Charities could lose more than £63m a year if the government goes ahead with proposals announced in the Budget to charge VAT on improvements to listed buildings , the Charity Tax Group has warned.
Documents released alongside today’s Budget speech said that the government would hold a consultation on charging VAT on "approved alterations" to listed buildings as part of moves to clear up anomalies in VAT legislation.
Improvements to listed buildings, such as installing wheelchair lifts or improving toilets and heating, are currently zero-rated for VAT. But a consultation paper from HM Revenue & Customs proposes that the relief be abolished from 1 October this year. Repairs to listed buildings already attract VAT at the full rate of 20 per cent. The consultation closes on 4 May.

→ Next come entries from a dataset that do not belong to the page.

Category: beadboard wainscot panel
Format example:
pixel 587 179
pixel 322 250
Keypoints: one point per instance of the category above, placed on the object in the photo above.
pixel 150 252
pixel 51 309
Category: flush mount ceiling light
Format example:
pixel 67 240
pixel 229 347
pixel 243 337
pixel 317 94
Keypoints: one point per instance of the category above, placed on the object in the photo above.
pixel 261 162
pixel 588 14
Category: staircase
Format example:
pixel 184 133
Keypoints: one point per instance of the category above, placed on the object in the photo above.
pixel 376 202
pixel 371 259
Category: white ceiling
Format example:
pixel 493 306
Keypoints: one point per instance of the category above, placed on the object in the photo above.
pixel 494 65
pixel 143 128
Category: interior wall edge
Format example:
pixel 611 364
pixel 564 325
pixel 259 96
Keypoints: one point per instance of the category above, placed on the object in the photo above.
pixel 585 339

However, the government will extend an existing grant scheme that covers some of the VAT on repairs to places of worship – it will now also cover VAT on improvements, the documents say. The paper does not say whether the size of the fund would be increased to reflect the additional demand.
Peter Jenkins, special adviser on VAT to the CTG, said: "The decision to remove VAT relief on alterations to listed buildings will have a substantial effect on charities. It’s likely that about three-quarters of the £85m will be lost by charities.
"There are between 35,000 and 50,000 listed buildings, and this will affect about 1,000 cases a year.
"There’s a more general VAT relief for the construction of charitable buildings and I worry that this could be under threat as well. However, I’ve been reassured by HMRC that this won’t be the thin end of the wedge."
Crispin Truman, chief executive of the Churches Conservation Trust, said: "It would be quite bad news. We have done a lot of alterations to listed churches that have been zero-rated and have given new life to buildings. For local communities struggling to save their church and for church buildings paid for by local volunteers this is yet another burden."